The revenue share model is based on the revenue generated by the platform (in USD). This amount of USD is purely dependent on the performance of the platform not the rate of CCC. These USD will be exchanged to ETH which again will be used to buy CCCs in market (using the "reverse Dutch auction"). If the market price should be low more CCC token will be bought and distributed. I.e. a high market price = more money to the sellers and fewer tokens to distribute whereas a lower market price = less money to the sellers and more CCCs to the hodl'ers.

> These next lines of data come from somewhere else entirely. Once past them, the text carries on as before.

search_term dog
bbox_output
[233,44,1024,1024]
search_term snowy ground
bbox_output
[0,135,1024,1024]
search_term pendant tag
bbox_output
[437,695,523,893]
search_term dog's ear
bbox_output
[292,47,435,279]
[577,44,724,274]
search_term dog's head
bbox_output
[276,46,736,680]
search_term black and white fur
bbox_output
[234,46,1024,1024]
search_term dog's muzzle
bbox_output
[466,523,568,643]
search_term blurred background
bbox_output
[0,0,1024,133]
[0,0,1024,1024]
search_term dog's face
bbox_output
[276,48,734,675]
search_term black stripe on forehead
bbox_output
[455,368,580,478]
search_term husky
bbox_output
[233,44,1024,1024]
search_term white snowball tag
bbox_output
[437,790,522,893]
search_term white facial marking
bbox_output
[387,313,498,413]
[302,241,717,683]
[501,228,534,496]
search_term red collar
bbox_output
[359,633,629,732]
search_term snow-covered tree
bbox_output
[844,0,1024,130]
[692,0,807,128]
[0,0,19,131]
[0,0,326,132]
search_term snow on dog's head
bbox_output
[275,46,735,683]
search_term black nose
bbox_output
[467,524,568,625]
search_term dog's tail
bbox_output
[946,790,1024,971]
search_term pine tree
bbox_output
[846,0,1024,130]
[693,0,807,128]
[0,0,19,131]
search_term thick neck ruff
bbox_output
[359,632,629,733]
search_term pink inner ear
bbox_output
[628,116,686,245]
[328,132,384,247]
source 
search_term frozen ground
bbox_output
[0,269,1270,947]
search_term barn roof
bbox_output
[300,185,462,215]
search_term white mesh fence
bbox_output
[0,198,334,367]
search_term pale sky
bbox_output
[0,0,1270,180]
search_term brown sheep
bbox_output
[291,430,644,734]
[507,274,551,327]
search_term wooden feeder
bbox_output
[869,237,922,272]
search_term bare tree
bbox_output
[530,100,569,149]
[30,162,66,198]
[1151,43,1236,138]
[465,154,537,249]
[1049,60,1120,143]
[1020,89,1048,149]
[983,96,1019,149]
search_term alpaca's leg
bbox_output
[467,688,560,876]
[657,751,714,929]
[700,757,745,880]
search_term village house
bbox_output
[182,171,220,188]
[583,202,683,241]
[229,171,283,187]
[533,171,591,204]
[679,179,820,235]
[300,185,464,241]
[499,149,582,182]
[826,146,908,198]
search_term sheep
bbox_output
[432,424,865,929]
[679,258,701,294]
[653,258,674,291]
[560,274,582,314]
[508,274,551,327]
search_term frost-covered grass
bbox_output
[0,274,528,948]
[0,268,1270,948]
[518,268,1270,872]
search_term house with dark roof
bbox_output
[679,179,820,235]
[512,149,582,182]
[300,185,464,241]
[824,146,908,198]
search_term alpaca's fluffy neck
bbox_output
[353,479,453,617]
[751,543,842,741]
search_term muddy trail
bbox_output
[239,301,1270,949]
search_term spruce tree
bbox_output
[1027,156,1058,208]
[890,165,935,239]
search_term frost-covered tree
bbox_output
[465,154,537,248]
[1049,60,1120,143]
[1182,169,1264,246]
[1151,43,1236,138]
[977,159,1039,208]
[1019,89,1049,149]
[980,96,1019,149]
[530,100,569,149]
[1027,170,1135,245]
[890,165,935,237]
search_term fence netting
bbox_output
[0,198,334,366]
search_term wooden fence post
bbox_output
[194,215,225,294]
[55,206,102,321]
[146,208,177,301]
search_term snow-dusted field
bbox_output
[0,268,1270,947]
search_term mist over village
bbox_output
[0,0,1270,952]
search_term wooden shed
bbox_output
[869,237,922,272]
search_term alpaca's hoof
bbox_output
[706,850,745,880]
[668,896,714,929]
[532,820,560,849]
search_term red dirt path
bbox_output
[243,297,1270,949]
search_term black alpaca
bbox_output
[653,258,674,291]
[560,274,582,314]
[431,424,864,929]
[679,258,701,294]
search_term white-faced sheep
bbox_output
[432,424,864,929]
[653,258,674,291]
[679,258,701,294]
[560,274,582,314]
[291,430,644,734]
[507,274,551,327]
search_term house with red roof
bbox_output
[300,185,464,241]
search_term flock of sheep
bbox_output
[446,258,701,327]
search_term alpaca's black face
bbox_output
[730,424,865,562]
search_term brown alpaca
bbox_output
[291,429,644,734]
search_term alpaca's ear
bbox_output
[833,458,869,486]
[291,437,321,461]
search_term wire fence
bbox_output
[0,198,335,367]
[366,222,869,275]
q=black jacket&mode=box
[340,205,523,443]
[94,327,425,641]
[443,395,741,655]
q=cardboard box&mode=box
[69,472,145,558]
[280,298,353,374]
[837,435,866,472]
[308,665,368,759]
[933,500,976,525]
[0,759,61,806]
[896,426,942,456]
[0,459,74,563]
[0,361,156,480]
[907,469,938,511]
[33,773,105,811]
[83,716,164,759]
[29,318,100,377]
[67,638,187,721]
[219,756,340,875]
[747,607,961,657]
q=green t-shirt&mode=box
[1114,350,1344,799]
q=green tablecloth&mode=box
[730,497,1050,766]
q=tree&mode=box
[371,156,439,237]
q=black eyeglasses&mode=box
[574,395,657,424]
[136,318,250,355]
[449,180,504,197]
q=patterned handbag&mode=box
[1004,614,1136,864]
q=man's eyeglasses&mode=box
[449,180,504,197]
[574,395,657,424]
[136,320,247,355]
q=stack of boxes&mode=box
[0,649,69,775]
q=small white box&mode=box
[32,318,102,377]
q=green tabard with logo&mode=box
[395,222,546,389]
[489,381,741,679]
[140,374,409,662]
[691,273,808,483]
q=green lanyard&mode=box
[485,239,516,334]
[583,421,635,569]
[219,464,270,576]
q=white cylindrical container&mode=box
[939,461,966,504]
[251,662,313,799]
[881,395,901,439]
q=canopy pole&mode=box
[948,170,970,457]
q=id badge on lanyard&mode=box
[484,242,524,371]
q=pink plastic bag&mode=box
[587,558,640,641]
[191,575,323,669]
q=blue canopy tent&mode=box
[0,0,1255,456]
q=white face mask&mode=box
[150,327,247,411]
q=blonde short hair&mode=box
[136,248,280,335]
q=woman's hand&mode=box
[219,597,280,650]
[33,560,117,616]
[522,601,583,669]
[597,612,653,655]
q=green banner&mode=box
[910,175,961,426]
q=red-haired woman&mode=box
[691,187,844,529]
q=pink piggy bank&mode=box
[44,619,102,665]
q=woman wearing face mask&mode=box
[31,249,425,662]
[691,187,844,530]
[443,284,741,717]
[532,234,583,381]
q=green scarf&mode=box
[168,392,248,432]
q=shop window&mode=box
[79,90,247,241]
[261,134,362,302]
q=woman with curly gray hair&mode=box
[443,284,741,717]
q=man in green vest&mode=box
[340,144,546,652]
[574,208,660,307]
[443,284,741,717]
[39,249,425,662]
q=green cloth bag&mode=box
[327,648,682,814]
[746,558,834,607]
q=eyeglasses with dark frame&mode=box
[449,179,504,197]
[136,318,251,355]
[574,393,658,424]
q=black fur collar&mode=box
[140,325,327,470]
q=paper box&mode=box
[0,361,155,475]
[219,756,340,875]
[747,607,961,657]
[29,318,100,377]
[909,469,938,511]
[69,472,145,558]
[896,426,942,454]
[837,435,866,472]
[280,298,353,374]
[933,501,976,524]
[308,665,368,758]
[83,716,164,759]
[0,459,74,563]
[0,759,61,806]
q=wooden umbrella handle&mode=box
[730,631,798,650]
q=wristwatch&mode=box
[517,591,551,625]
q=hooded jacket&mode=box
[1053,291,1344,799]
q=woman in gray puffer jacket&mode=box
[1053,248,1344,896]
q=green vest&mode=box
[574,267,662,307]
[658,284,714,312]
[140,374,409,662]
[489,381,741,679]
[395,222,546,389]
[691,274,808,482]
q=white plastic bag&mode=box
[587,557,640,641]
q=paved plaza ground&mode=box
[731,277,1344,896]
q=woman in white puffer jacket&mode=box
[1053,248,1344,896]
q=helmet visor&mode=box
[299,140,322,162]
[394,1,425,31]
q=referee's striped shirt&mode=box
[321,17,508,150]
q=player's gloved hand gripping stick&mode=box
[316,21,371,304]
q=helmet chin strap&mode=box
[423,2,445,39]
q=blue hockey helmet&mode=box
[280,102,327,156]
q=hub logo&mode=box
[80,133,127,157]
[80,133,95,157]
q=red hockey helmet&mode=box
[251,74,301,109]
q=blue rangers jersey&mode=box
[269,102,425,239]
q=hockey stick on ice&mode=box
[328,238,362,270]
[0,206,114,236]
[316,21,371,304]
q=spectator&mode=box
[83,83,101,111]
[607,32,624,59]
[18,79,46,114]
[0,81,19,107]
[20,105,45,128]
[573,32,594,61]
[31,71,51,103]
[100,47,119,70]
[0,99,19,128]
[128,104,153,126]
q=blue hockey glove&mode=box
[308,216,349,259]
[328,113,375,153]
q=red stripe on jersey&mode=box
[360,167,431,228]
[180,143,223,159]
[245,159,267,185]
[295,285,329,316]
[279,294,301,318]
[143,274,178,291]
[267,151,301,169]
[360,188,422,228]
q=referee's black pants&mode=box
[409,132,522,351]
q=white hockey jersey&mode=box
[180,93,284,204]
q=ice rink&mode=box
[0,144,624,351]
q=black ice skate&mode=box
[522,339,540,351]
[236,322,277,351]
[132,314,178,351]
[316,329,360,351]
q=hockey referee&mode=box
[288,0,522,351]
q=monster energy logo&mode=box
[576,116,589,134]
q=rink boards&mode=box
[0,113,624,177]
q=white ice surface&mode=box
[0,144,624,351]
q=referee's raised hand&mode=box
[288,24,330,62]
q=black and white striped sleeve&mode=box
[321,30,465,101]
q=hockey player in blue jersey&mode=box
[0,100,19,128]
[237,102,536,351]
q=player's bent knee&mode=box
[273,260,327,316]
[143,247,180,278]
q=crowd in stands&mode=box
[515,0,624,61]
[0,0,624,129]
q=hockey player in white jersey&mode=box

Thanks for the quick reply! It's an interesting model for sure. But what I see as kind of weak is that additional functionality, which may make the token more attractive is not described yet, but it's said:

C. Future utilities of CCC
On top of the current utility of CCC we have a couple of additional innovative ideas
and concepts where we can see the possibility to open up and use the CCC for certain functions on the GSCP platform and thus enabling CCC owners to actively be able to get more value for their CCC. We have more concepts in the pipe-line but cannot publish these in detail at this early stage, simply because we do not want others to copy them before we have had the time to finish the development and are ready to implement them in the GSCP system.

WP: 30 & 31



Problem in my opinion is the combination of what it is, what it is not, and also important: Time-factor. If we focus on purpose and incentive of the token, there is nothing else than receiving dividends and that is years away. Even if estimated very optimistic, that the revenue would go through the roof in some years, it would still be a long way to go and in my opinion it still wouldn't be likely to see a significantly rising price in short- or mid-term, because at some point it wouldn't make any sense to pay more money to get the "same" dividend. Considered the estimations for the next years, I believe that limit may already be reached at the current price.

Since the token is no real stock, it doesn't represent ownership, it also will not be possible to interpret progress like "the company is probably much more worth now, so the token-value should rise". One can say: The more and the better the progress, the more likely a higher revenue and a higher dividend-payout as a result. But that estimation only makes sense if the token price isn't too expensive. With other words: Incentives for a positive market-dynamic are missing in my opinion.

What I mean becomes clear if compared to Tesla: That company burns so much money, is a high risk, but the value of shares is very high because market participants kind of "bet" on the value of the company - probably because it's very innovative/progressive. If Tesla-Investors would only think about dividends this psychological momentum for the market would be missing. In this project I see the psychological momentum as missing, because receiving dividends in some years (and still not that much if the estimations should turn out as correct in tendency) is not enough while it would even be contradicted by a rising price. That's the major part in my opinion.

And since the token is a security token (although it does not represent ownership) it could even be a problem to get it listed on the bigger exchanges. Until now that is still a regulatory problem for many, what may lead to a lack of liquidity and volume. And there could even be a problem for the project itself. In a worst case scenario it would not need that many sellers to push the price down significantly with low volume - and of course that would lead into the scenario that many other ICO-Investors, maybe even a majority, would want to sell their tokens back to the company. The market maker fund will hold 45% of the raised funds to cover potential paybacks - that may even turn out to be as not enough while it wouldn't make sense to lock more money since it's purpose is to be used in favor of the project of course. That buy-back-model is interesting, it involves some psychological momentum as "floor-support", but if it should be traded at low volume and with low liquidity, the market could dry up especially because of the long time frames until the only real incentive may kick in: Dividends.